Smolka and his colleagues stumbled onto the phenomenon by accident. They were observing beetles performing their "orientation dance," a little jig the insects perform atop their rolled-up dung balls that helps them get their bearings. The scientists noticed that they seemed to dance more in midday, when the heat was at its most scorching.

The researchers thought that the beetles may get the urge to dance on their dung balls when the temperature on their front legs increases. To test this hypothesis, they outfitted dung beetles with little silicone boots that insulated them from the heat. Booted beetles climbed their dung balls significantly less often than their barefoot brethren.

The authors think the ball-climbing behavior “may have evolved to protect the sensory organs on the legs and head, as well as the beetles’ brain, from temperature-related damage,” according to the paper.
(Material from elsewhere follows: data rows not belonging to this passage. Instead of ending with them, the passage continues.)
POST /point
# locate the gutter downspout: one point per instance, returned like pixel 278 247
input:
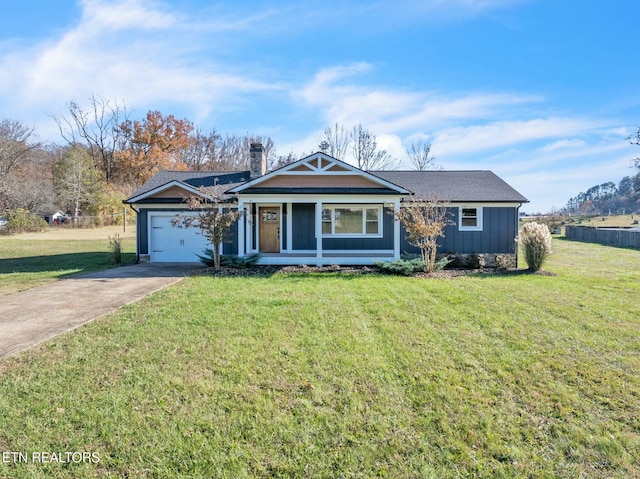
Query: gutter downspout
pixel 517 245
pixel 137 234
Dung balls can help keep the beetles cool in three ways, according to the paper. The ball functions as an elevated platform above the hot sand. Thanks to evaporative cooling, a moist dung ball has a substantially more comfortable temperature of around 88 degrees Fahrenheit. The lower temperature may allow the ball to function as a heat sink that absorbs heat while the beetle is pushing and when it is dancing. And since the beetle is pushing the ball in front of itself, the cool dung is likely cooling the sand the beetle is about to step on.

"Evolution has an astonishing ability to make use of existing structures for new purposes—in this case using a food resource for thermoregulation,” Smolka said.